2019-10-16 11:24:40: Waiting for threads to quit. 29 seconds until forced shutdown.
2019-10-16 11:24:40: Scheduler Thread - shutdown complete
2019-10-16 11:24:41: Waiting for threads to quit. 28 seconds until forced shutdown.
2019-10-16 11:24:42: Waiting for threads to quit. 27 seconds until forced shutdown.
2019-10-16 11:24:43: Slave - Final cleanup
2019-10-16 11:24:43: Listener Thread - OnConnect: Listener Socket has been closed.
2019-10-16 11:24:43: Slave - Shutdown complete

at 2019-10-16 11:24:36: Listener Thread - ::1 has connected and 2019-10-16 11:24:36: Listener Thread - Received message: StopSlave

why is this happening?

The worker is receiving a stop command:

2019-10-16 11:24:36: Listener Thread - Received message: StopSlave

This command is likely being set by the Deadline Launcher.
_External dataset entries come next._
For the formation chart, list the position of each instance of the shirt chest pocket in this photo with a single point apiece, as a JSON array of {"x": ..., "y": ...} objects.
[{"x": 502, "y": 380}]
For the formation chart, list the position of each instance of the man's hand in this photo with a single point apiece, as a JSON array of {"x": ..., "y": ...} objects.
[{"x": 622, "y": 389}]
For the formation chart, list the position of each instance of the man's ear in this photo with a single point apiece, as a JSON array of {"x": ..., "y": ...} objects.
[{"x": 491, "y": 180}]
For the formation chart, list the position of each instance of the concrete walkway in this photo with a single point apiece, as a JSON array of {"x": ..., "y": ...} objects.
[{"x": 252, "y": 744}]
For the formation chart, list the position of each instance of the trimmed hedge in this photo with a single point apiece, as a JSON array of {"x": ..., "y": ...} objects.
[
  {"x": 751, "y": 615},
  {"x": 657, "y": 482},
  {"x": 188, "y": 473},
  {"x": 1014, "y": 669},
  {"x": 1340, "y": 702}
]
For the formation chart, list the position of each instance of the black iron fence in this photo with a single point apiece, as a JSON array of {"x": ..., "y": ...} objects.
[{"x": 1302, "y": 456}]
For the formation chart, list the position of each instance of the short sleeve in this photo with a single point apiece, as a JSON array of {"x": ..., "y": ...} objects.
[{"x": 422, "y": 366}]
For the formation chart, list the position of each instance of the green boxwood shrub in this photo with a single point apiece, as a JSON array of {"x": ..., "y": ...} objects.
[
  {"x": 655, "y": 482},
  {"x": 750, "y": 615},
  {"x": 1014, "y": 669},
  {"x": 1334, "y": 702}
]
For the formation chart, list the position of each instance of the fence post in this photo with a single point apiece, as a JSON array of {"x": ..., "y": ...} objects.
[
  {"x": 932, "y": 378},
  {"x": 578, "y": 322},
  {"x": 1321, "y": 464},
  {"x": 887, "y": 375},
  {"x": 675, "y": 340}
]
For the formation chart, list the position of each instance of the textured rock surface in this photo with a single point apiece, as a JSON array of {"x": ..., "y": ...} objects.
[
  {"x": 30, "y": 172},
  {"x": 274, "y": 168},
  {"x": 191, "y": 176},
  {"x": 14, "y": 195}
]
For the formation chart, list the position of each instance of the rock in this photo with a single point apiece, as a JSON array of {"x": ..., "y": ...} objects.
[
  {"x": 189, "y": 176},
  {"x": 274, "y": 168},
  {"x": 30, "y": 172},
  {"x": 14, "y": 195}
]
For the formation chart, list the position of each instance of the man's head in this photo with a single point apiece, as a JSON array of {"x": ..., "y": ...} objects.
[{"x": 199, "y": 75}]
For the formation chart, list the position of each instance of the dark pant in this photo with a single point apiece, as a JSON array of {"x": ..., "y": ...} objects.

I would take a look in its log for additional clues into why the command is being set.

Do you have Deadline Monitor > Tools > Configure Worker Scheduling or Configure Power Management setup?

Hey @cmoore

I found out the reason for this!!
:: is a local command so when it said ::1, I knew that something was calling the command locally, an option I didn’t want to think about because it was being done out of hours.

Finding this out made me sure that it was local so it had to be

  1. A ghost
    or
    2.B program.

We have auto deployments that’s timed running on PDQ, I looks at all deployments on PDQ around that time and found that our files and folders cleaner deployments ran every time deadline stopped.

Checked the steps of the cleaner and one of the commands was StopSlave, we have a start slaves command at the end but the deployment never gets to it, it hangs and fails on disc cleanup, this is another problem I have to fix. For now I have marked out disc cleanup on the script so the cleanup deployment can finish… bam! all good now. thanks for your help on this.